И все равно моя меткость и рядом не стояла с мастерством Лехи Быкова. Это был прирожденный стрелок, это был гений огневой подготовки. Пистолет лежал в его широкой мощной ладони, как впаянный, и вместе с выпущенной пулей был, словно, шпага д’Артаньяна, смертоносным продолжением его глаза, его руки, его воли!!
На обратном пути, лежащем через глухие горняцкие переулки, мы лупили однажды по редким уличным фонарям-лампочкам под железными колпаками, горевшими на верху телеграфных столбов. Сложность была в том, что маленькие лампочки раскачивались вместе с колпаками на ветру, и попасть в них было нелегко. Но мы попадали. Леха — с первого раза.

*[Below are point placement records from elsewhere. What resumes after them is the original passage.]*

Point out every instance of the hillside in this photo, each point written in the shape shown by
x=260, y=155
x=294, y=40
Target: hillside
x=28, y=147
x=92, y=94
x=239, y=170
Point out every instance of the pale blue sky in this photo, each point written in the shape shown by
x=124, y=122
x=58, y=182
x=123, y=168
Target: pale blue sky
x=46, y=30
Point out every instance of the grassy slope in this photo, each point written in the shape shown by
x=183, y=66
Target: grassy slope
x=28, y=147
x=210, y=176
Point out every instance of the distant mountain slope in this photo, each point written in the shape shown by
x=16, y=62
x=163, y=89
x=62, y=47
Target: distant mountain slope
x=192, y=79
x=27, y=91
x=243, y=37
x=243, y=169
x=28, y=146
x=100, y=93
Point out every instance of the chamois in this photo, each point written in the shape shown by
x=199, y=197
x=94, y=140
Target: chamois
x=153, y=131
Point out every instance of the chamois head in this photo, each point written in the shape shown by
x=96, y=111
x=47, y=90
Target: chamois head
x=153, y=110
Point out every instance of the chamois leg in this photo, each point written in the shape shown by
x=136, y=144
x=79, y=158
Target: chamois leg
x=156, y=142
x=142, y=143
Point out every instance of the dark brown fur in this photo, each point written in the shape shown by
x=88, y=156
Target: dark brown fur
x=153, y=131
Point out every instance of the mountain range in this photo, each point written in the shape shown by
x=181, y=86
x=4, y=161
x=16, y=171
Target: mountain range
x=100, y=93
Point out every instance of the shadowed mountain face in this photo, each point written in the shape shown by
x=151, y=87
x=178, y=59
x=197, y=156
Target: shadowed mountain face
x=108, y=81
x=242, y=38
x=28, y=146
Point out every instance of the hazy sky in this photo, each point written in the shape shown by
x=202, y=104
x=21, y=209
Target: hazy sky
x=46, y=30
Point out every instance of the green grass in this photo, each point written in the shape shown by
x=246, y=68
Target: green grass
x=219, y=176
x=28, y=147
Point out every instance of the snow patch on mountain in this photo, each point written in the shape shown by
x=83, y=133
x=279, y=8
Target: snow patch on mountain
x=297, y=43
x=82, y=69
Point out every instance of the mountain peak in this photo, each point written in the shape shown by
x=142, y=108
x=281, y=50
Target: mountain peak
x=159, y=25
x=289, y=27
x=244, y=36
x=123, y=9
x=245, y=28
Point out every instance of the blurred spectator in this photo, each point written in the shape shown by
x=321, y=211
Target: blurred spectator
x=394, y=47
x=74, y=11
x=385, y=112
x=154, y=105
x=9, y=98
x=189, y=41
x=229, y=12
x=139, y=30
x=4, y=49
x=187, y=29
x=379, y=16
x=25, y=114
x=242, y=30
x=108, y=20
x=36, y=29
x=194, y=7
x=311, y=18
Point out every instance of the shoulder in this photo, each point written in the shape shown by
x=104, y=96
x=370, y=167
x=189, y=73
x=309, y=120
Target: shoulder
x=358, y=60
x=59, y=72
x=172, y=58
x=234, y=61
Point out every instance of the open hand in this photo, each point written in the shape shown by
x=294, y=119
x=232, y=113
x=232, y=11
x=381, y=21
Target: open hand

Я до сих пор помню, как возникла, будто на экране, в качающемся огне лампочки черная мушка пистолета, как, дрожа, она выравнивалась с краями прорези прицела, как медленно и плавно уходил под пальцем спусковой крючок, как каждый раз неожиданно гремел выстрел, как не больно ударяло, а просто сильно вдавливало отдачей в ладонь рукоятку, как обдавал меня запах пороха, как Поднималась, выбрасывая куда-то в снег пустую гильзу, затворная рама и снова садилась на место, досылая в ствол следующий патрон. И я снова целился и стрелял, стрелял, пока далекая лампочка на столбе не разлеталась вдребезги. Мы шли по тем улицам, оставляя после себя вековую, как тысячу лет назад, тьму, шли, наводя на обывателя страх: тогда, сразу после войны, слухи о «Черной кошке» и других бандах не были просто слухами…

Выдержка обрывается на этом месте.